The Portland aluminium smelter’s future had been in doubt after Alcoa flagged in October 2019 it was looking to improve, sell or shut 1.5 million tonnes of smelter capacity worldwide to cut costs and carbon emissions.
Alcoa said on Friday it had reached new, five-year electricity supply agreements with AGL Energy, Origin Energy and Alinta Energy for the smelter, which is the biggest single power user in the state of Victoria.
It also lined up about A$160 million ($124 million) in aid from the Australian and Victorian state governments.
“The government’s support for Portland recognises its important position, not just as a large employer and key manufacturer, but also for its vital role in keeping the lights on in Victoria,” Prime Minister Scott Morrison said.
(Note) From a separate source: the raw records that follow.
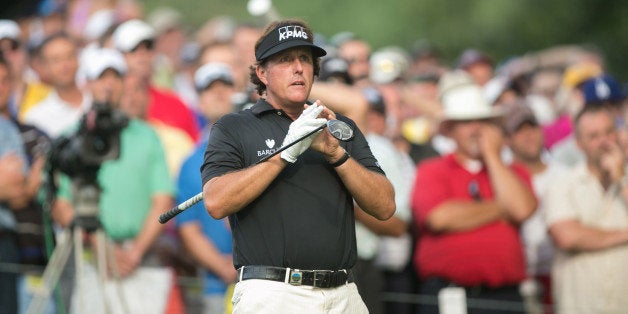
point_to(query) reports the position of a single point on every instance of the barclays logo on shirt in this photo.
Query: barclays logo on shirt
(270, 143)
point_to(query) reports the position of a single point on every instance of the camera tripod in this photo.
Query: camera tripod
(86, 206)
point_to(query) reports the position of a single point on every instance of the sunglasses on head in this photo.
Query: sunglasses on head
(12, 45)
(148, 44)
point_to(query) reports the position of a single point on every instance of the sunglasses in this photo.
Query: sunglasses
(9, 44)
(148, 44)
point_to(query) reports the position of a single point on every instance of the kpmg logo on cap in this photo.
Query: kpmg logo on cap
(291, 31)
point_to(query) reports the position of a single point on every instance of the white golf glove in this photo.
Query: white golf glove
(306, 123)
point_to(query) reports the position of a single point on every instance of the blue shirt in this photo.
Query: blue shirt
(11, 143)
(217, 231)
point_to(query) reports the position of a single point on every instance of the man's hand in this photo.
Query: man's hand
(307, 122)
(612, 163)
(491, 140)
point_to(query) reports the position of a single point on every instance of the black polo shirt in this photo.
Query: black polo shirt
(304, 219)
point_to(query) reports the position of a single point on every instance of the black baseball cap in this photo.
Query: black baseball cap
(285, 37)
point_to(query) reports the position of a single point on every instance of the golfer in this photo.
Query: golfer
(291, 216)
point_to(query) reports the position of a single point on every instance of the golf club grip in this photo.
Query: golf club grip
(163, 218)
(281, 149)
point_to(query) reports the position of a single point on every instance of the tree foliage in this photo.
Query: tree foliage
(502, 28)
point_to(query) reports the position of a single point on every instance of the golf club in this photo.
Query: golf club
(338, 129)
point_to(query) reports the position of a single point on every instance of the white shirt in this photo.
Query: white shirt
(400, 172)
(54, 115)
(594, 281)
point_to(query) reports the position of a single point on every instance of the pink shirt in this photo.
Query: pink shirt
(490, 255)
(168, 108)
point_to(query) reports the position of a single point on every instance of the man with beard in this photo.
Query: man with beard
(588, 220)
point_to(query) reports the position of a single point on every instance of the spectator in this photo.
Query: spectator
(525, 140)
(136, 39)
(12, 182)
(27, 209)
(66, 103)
(384, 247)
(136, 189)
(479, 65)
(588, 220)
(358, 53)
(595, 91)
(468, 206)
(208, 240)
(170, 37)
(174, 121)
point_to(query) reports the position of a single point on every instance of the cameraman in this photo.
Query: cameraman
(136, 189)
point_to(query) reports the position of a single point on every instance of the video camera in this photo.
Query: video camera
(96, 141)
(81, 154)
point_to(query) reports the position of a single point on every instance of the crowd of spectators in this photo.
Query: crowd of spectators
(509, 175)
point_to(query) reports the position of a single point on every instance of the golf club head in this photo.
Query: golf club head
(340, 130)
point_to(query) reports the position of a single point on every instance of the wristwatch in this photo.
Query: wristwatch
(342, 160)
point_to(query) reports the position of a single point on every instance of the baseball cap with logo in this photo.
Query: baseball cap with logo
(285, 37)
(131, 33)
(9, 29)
(601, 89)
(211, 72)
(95, 62)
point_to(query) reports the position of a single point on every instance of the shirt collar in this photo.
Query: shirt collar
(262, 106)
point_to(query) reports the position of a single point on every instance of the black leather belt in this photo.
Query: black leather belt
(297, 277)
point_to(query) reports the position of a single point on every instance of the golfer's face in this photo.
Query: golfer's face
(288, 76)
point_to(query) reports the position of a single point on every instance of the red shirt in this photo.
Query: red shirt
(169, 109)
(490, 255)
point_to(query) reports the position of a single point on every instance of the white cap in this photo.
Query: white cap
(163, 19)
(98, 23)
(388, 64)
(95, 61)
(464, 100)
(9, 29)
(211, 72)
(130, 33)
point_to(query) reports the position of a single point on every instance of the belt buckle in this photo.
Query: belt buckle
(296, 277)
(319, 278)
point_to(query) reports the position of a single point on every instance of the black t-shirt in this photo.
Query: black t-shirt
(304, 219)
Alcoa President Roy Harvey said the power agreements would “help to improve the smelter’s competitiveness” of the plant.
Financial terms of the deals were not disclosed.
Australia’s rapidly evolving power grid, increasingly reliant on wind and solar power, has made the plant vulnerable to outages over the past several years as it consumes about 10% of Victoria state’s electricity. The worst instance was in December 2016, when the plant lost two-thirds of its capacity.
The plant has since become crucial to balancing electricity supply and demand, being paid by the market operator to lower its power use at peak demand times.
Located on Australia’s southern coast, Portland, population 10,000, has suffered a horrid 12 months that includes the suspension of its timber trade with China amid a diplomatic rift between Canberra and Beijing.
China typically takes more than 90% of Australian log exports, with Portland the export hub for the country’s south-east.
“You better believe we’ve had a rough time, but this is good news today,” resident and business-owner Steve Garner told Reuters on Friday.
“If Alcoa wasn’t here we would lose around 50% of our supermarkets in town and two or three schools.”
The federal government’s aid will ensure the smelter earns at least A$76.8 million ($59 million) through June 2025 in grid security payments. Alcoa said Victoria has agreed in principle to match the federal support.
“It’s been tough, it’s been challenging and at times it’s been overwhelming,” plant manager Ron Jorgensen said at the announcement of the deal in Portland, apologising as his voice cracked.
The smelter is co-owned by Alcoa, Australia’s Alumina Ltd, CITIC Resources and an arm of Japan’s Marubeni Corp.